| 要旨トップ | 目次 | | 日本生態学会第67回全国大会 (2020年3月、名古屋) 講演要旨 ESJ67 Abstract |
一般講演(ポスター発表) P2-PA-089 (Poster presentation)

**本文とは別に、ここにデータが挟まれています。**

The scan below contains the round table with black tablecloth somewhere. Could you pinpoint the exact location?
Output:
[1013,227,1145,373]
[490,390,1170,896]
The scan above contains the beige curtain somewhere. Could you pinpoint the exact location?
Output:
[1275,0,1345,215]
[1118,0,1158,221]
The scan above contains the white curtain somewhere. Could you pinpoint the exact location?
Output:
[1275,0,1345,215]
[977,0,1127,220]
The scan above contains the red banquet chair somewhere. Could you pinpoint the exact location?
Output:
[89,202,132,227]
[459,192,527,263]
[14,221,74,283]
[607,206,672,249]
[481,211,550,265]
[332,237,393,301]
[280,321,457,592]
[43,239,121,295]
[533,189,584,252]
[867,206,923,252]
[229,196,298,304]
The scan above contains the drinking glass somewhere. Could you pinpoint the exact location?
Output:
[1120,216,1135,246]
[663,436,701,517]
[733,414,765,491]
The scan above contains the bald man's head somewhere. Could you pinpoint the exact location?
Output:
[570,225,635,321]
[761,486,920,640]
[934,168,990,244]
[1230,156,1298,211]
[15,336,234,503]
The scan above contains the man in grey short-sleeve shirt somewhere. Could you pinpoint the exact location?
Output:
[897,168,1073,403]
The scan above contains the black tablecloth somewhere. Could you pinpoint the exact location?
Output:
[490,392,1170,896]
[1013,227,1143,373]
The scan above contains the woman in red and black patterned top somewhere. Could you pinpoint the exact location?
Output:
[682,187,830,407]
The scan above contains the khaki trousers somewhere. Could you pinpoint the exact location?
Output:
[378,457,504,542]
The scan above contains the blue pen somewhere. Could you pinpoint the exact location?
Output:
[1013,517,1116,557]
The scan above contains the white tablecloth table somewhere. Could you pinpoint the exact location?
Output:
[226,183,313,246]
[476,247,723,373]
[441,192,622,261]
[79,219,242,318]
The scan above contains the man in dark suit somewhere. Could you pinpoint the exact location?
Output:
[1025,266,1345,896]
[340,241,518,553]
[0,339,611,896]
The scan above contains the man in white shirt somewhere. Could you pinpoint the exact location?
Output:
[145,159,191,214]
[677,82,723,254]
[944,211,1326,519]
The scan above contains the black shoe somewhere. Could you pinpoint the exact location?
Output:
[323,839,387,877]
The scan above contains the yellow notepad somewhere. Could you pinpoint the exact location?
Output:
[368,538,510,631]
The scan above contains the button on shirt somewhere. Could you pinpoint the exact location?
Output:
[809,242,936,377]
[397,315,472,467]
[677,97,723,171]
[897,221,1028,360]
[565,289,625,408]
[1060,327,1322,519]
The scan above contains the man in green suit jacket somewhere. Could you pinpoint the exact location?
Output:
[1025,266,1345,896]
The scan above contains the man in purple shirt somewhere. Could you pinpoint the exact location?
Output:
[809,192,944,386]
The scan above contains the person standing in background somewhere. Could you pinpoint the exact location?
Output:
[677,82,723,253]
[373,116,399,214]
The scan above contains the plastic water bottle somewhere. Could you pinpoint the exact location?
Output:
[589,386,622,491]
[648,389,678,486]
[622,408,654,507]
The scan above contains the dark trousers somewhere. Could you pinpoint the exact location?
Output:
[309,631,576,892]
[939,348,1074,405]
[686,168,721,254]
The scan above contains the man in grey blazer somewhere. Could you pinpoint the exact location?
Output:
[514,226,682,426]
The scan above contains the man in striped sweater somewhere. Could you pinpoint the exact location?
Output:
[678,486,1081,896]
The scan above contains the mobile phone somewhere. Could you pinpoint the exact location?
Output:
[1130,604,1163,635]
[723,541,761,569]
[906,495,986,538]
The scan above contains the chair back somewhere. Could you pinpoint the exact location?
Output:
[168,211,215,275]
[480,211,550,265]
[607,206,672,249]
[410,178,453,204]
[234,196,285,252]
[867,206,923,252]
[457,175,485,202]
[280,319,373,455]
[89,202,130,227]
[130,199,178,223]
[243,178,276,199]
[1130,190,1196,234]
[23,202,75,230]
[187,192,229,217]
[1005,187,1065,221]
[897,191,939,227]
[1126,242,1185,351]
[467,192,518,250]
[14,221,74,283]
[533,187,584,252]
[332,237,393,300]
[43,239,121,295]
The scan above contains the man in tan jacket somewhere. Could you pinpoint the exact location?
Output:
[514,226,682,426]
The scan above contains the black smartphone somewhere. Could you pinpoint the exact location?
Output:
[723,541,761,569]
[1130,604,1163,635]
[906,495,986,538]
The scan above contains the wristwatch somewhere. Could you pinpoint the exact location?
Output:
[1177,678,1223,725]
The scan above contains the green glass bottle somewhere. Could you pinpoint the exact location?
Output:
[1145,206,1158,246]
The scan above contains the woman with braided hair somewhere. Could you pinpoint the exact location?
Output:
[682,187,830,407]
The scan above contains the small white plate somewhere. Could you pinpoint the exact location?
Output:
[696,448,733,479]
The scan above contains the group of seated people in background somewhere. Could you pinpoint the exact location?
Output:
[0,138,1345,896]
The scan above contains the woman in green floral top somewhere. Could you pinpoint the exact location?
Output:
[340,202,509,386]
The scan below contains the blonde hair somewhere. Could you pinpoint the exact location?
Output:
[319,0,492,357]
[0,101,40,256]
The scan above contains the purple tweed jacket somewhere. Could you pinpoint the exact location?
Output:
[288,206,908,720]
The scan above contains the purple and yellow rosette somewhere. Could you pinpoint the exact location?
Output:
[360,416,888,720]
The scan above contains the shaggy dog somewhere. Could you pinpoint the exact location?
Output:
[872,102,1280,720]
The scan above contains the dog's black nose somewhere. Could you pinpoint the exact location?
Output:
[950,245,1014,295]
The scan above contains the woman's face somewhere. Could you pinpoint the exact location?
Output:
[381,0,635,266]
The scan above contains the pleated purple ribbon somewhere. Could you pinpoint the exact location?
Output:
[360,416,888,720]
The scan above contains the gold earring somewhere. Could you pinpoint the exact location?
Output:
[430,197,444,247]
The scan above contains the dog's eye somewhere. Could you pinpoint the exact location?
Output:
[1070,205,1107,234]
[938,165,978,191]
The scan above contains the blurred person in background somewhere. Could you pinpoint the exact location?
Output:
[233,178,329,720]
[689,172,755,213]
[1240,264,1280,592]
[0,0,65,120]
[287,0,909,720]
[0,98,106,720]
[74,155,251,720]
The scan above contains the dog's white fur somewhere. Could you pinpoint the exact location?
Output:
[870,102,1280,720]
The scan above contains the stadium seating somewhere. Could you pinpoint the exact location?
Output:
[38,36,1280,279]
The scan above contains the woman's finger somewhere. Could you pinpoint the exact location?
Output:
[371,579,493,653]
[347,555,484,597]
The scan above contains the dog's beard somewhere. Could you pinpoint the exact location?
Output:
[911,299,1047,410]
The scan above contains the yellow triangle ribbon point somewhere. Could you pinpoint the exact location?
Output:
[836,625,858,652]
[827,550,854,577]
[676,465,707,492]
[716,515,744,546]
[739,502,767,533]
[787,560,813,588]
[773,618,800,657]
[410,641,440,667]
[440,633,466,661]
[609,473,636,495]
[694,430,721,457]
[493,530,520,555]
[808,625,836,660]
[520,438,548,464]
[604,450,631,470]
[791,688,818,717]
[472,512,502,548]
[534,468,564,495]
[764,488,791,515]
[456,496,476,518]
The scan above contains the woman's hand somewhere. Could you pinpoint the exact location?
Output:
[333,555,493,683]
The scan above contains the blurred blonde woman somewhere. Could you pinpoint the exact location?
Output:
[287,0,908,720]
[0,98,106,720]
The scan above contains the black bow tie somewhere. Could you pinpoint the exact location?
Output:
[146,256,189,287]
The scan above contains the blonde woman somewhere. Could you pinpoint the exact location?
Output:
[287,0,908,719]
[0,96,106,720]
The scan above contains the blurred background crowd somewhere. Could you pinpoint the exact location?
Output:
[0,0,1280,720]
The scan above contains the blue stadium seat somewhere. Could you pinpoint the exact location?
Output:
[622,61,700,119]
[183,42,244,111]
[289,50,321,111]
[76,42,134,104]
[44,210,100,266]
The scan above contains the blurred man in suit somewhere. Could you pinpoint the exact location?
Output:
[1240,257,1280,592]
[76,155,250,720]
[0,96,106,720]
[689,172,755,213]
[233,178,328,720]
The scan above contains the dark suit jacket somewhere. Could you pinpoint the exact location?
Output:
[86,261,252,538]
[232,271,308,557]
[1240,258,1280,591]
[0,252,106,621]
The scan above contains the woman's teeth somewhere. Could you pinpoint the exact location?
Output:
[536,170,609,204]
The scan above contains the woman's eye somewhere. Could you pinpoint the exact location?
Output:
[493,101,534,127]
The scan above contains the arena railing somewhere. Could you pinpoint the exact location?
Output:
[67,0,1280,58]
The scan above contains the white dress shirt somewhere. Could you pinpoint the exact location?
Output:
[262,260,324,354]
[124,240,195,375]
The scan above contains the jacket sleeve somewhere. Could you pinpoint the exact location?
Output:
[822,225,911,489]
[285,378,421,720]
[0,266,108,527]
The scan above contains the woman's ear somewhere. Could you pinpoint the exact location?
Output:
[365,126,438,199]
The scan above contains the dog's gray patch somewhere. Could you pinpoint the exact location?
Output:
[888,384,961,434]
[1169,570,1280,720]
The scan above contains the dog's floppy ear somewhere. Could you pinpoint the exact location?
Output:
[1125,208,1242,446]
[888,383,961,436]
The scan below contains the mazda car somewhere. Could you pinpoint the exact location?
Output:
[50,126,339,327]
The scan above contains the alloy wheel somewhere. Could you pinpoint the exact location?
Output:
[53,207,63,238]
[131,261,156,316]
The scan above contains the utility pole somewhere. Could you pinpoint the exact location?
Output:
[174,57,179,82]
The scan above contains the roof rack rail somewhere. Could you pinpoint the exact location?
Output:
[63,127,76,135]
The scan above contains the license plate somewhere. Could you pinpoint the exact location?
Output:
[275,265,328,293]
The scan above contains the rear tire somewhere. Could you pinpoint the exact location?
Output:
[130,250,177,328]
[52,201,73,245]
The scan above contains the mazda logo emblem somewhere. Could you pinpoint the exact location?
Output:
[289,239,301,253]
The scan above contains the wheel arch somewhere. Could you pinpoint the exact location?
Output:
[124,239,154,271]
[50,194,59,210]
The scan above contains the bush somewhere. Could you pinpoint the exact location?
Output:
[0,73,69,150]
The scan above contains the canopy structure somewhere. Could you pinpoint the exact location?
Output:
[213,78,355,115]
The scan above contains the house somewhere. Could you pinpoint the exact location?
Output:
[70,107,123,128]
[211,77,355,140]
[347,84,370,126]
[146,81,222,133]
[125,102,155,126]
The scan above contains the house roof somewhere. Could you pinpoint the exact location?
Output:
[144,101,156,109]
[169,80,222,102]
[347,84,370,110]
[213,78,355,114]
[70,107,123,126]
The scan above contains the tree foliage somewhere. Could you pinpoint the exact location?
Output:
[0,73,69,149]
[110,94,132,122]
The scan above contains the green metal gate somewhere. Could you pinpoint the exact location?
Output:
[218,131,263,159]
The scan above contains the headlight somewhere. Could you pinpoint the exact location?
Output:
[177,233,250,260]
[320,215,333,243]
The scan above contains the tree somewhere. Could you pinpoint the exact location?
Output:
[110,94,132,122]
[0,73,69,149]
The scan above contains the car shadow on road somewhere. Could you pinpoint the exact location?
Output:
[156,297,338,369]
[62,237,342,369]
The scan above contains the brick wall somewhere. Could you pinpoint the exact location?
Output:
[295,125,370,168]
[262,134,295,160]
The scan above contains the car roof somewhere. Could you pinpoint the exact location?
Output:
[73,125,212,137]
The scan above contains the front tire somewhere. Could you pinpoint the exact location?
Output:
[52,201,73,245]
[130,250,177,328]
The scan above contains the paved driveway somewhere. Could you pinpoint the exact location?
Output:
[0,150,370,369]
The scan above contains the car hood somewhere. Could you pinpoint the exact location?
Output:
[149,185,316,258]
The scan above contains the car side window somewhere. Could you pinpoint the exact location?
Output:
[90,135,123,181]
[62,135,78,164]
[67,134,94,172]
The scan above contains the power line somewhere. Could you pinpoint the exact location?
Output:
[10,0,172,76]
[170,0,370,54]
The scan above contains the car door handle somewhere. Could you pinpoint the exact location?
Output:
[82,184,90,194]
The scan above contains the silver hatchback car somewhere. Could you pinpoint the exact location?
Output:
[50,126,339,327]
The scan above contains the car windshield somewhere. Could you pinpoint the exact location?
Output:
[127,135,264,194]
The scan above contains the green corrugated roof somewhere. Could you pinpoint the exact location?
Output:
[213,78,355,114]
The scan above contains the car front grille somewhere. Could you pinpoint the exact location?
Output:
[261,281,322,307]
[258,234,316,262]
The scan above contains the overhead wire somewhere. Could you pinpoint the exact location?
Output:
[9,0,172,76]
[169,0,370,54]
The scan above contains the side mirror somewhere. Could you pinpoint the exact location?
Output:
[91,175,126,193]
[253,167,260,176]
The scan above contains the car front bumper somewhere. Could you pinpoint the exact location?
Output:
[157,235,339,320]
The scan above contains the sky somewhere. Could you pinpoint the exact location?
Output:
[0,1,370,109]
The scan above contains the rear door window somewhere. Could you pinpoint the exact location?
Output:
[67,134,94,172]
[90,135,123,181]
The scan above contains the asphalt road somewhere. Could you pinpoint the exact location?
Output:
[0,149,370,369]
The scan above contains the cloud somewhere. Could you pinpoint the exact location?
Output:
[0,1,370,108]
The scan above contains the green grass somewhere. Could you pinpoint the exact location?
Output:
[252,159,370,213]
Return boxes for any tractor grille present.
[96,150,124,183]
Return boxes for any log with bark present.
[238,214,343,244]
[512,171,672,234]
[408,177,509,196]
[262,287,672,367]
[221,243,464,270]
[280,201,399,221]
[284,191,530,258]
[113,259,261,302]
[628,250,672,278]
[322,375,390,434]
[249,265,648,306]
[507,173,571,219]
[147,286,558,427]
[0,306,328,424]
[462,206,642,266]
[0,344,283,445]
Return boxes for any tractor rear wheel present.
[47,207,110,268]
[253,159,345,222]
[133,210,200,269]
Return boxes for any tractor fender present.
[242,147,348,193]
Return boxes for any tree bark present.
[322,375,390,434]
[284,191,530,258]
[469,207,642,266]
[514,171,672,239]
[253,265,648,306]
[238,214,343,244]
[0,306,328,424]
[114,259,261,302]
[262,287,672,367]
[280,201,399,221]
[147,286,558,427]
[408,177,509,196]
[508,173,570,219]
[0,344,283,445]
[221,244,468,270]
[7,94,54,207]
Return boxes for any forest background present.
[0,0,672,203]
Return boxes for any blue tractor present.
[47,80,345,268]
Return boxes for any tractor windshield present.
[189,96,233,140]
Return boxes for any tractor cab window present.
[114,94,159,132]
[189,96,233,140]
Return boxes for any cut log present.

温帯地域において樹木の開芽・展葉タイミングは個体の生産性に影響する主要因である。共存する常緑広葉樹と落葉広葉樹を比較すると、一般に落葉広葉樹のほうが開芽時期が早いことが知られている。植物の生産性に着目すると開芽時期よりも葉の成熟時期(生産性が最大になる時期)が重要であるものの、同所的に共存する常緑広葉樹と落葉広葉樹の葉の成熟期の差や、葉の開芽から成熟期の種間差と被食率の関係は不明である。本研究では、愛知県豊田市の暖温帯二次林の林床に共存する常緑広葉樹と落葉広葉樹を対象として、2019年3〜7月にかけて毎週展葉フェノロジーを調査するとともに定期的に葉を刈り取って葉の形質と被食率の季節変化の関連を調べた。
この結果、平均的な開芽時期は落葉樹では4月上旬、常緑樹では4月中旬であり、その差は10日程度であったのに対し、展葉完了時期は落葉樹では4月下旬、常緑樹では5月中〜下旬であり、差は25日程度だった。また、LMAは展葉初期に減少し、その後やや増加して一定になるパターンの種が多かったものの、落葉樹と常緑樹で一貫した傾向の差は見られなかった。窒素濃度は初期に急激に減少し、定常に達する種が多く、初期の減少の度合いは落葉樹のほうが常緑樹よりも大きい傾向が見られた。窒素濃度を葉の成熟度と仮定すると、落葉樹よりも常緑樹のほうが展葉完了時期と葉の成熟時期の差が大きかった。このことから、多くのフェノロジー研究において着目されるような開芽時期や展葉完了時期をもとに生産性の差を判断すると、その差を過小評価する可能性があることが判明した。また、葉の被食率は開芽から展葉時期に高く、葉が成熟した後には少なかった。さらに発表では葉の形質の季節変化と被食率の関係についての考察を行う。